Pertanyaan penting lainnya, yaitu dari sektor mana saja kontribusi pertumbuhan ekonomi yang positif itu berasal? Benarkah itu merupakan kontribusi sektor pertambangan yang didukung oleh peningkatan produksi batu bara dan komoditas tambang bijih logam khususnya tembaga dan emas. Meskipun produksi migasnya mengalami kontraksi yang cukup signifikan sebagai akibat fluktuasi harga minyak mentah dunia. Bahkan, sektor pertanian justru pencapaiannya lebih rendah dibanding Kuartal II-2020 dengan alasan adanya pergeseran panen raya padi di Kuartal I-2021.
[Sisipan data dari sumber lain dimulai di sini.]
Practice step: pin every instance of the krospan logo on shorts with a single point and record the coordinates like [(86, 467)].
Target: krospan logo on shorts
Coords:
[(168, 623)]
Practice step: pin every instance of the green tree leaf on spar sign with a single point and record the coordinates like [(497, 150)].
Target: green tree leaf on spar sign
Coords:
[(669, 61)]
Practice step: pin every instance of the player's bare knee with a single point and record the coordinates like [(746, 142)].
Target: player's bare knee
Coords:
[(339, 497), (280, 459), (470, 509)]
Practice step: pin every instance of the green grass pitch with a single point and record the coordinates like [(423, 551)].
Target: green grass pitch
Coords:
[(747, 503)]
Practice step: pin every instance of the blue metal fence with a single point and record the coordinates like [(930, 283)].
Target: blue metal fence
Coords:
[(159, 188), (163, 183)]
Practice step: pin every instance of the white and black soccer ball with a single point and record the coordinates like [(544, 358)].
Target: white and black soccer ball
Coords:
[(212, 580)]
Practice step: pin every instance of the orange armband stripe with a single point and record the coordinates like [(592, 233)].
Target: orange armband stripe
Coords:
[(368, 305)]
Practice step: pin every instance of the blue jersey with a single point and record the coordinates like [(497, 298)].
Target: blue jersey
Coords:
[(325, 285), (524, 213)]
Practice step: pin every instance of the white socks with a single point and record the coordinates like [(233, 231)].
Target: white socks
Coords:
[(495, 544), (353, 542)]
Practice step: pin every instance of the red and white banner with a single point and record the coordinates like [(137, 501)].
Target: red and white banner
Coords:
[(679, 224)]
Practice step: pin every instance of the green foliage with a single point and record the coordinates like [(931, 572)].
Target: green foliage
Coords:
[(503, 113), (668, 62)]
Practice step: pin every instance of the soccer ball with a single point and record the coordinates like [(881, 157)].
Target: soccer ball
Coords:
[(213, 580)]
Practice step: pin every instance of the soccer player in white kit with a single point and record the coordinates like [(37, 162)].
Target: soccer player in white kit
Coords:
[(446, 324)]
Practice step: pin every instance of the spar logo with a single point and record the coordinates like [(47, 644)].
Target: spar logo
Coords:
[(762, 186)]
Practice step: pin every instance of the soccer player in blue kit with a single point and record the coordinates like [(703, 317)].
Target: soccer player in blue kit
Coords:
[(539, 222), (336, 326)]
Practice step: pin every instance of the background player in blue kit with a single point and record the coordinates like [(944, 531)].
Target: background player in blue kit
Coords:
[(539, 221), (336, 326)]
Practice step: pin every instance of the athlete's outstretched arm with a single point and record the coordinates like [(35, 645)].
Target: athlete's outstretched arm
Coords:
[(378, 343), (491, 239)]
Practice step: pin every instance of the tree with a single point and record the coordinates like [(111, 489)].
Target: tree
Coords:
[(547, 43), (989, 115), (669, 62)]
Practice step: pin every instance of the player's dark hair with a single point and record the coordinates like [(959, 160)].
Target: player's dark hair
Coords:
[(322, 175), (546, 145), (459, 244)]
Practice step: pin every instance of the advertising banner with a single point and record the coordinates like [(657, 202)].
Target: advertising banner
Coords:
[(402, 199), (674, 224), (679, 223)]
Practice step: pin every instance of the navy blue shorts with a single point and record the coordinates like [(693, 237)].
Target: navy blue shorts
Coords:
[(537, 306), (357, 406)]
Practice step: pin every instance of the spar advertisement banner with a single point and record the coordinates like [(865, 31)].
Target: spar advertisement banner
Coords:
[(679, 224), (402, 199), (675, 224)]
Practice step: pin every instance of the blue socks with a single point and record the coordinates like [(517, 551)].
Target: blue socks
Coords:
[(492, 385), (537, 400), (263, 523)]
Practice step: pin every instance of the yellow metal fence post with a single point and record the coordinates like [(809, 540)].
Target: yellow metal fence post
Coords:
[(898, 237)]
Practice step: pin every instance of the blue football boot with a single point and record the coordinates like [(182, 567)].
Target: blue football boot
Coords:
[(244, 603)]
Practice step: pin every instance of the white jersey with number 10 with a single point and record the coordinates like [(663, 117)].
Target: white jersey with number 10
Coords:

BPS beralasan, pertumbuhan ekonomi yang dicapai pada Kuartal II-2021 merupakan bagian dari efek dasar rendah (low base effect) yang dalam bisnis dan ekonomi merupakan kecenderungan perubahan absolut kecil dari jumlah awal yang rendah untuk diterjemahkan ke dalam persentase perubahan besar. Namun, hal ini tak berdasar jika dikaitkan atas lonjakan pencapaian yang terjadi dari negatif ke positif dengan selisih yang sangat besar. Sedangkan disaat kondisi perekonomian normal, selisih peningkatan pertumbuhan ekonomi berdasar kuartalan, semesteran dan tahunan tidak beranjak pada interval 1-2 persen saja. Untuk itu, pihak BPS harus mampu menjelaskan ke publik ditengah kondisi daya beli masyarakat yang rendah alih-alih memberikan kontribusi pada pertumbuhan ekonomi nasional, malah banyak mobilitas yang terhambat sebagai bagian dari kebijakan pemerintah membatasinya dimasa pandemi Covid-19, jelas tidak masuk akal (make sense).